今日もお越しいただき、ありがとうございます。
昨日、『写経』をしてきました。
私の中で『写経』は、日々の忙しい生活の中で、自分の内側にある『豊かさ』を感じること、『今』という瞬間を感じるために、月一回、必ずやると決めているルーチンです。
どんなに頭の中でおしゃべりしていても、どんなに心配なことがあったとしても、一度お寺に足を踏みいれば、そこは別世界で。
静寂でゆったりとした時間が流れています。
どこからか聴こえてくるお経の声。
微かに香る、お香のかほり。
さっきまで考えていたことが、嘘のように消え去っていきます。
私がお世話になっている『薬師寺東京別院』では、写経の前にお抹茶と干菓子をいただきます。
青々とした緑を窓越しに眺めながら、
お抹茶で自分の心を静めていきます。
このお抹茶の存在が意外に大切だと思っています。
騒がしい日常生活から、静寂で浄らかな場所へ入っていくための、要は儀式のようなもの。
自分を整える。
写経をするための気持ちに切り替えていく。
そんな意味に自分の中では捉えています。
さて、写経が始まると、そこから先は自分自身と向き合う時間。
何も考えずに、ただひたすらに文字を書き続けるって意外と難しいものです。
写経は、基本的に見本を上から筆でなぞっていきますが、普段筆など使いませんから、なかなか上手く書けずに苦戦します。
まずは、上手くかきたいという執着との向き合い。
さらに、今抱えている心配ごととの向き合い。
書いていても、ふとした瞬間に様々なことが思い浮かんできます。
でも思い浮かんできても気にしない。
それ以上そこにフォーカスしない。
そうすることで、自然と自分自身の内側に静寂さが戻ってきます。
初めて写経をやったときは、筆が上手く扱えず、字が太くなったり、かすれたり、なかなか上手く書けなくて、そこにばかりフォーカスか当たっていました。
2回目の今回は、筆の使い方のコツを少し学び、前回よりも無心でスラスラ書くことが出来ました。

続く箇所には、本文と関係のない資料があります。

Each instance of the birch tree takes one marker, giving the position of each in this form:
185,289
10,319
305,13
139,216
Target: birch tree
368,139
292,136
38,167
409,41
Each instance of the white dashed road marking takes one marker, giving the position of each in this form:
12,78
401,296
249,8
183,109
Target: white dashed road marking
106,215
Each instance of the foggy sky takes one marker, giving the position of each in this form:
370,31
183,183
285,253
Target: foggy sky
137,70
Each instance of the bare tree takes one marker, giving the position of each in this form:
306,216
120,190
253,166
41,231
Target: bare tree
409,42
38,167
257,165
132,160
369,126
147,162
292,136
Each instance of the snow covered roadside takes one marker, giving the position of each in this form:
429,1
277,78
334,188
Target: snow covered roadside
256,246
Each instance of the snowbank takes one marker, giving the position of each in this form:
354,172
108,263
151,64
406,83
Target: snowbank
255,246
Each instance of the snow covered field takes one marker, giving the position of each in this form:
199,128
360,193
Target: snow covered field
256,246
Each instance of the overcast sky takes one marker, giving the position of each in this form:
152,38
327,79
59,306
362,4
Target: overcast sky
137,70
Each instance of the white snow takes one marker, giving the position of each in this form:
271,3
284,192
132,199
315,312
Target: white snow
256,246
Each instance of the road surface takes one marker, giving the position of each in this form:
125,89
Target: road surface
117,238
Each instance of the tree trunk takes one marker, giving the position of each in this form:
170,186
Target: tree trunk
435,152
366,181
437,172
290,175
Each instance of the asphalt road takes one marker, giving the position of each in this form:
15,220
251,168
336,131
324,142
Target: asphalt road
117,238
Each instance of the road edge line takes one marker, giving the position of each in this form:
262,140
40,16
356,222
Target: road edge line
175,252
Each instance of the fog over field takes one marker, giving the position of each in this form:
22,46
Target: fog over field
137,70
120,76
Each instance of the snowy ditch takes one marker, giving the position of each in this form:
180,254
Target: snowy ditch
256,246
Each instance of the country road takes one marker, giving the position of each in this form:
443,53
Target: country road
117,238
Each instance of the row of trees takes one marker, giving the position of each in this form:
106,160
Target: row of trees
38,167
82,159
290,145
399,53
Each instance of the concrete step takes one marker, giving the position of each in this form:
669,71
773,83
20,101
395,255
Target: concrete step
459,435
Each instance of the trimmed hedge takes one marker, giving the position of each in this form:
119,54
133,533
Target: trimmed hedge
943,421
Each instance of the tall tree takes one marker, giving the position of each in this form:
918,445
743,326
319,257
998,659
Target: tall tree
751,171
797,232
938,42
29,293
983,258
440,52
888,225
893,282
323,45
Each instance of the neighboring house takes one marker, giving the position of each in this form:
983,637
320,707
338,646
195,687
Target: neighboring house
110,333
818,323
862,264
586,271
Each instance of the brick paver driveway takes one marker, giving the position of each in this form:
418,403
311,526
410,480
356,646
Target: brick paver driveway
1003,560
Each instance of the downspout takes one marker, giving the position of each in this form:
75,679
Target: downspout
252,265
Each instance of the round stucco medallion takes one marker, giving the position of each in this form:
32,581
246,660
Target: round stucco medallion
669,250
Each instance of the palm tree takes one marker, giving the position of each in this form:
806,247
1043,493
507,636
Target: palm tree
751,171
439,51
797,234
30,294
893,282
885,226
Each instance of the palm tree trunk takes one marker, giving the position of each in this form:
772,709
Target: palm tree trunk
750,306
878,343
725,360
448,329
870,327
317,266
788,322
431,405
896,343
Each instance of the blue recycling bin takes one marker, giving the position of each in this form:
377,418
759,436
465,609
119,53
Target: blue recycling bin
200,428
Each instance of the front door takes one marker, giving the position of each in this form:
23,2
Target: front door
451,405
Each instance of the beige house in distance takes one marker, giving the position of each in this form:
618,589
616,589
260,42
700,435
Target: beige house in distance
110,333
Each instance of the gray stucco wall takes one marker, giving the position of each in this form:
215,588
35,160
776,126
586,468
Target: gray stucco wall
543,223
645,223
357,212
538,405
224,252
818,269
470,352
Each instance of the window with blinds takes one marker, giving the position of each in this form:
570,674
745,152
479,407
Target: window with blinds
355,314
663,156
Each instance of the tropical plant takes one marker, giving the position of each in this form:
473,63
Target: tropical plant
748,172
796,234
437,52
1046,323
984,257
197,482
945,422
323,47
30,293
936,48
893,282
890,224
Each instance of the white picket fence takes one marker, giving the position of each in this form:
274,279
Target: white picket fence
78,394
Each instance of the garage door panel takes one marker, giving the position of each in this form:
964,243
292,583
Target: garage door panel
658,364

その日の気分や体調によっても、字も変わってくるのかもしれないなと、改めて気づきました。
終わったあとは、自分の内側も外側も静寂に包まれていました。
私はヨガを通して、何事も『バランス』がとても大切だと思っています。
私たちの今の日常生活は『動』であると思っています。
しかし、『動』だけでは疲れてしまいます。
私たちには『静』の時間も必要。
日々の生活においては、『思考』ばかりが優先しています。
思考だけでなく、『感覚』の時間も大切です。
それが私にとっては、『写経』です。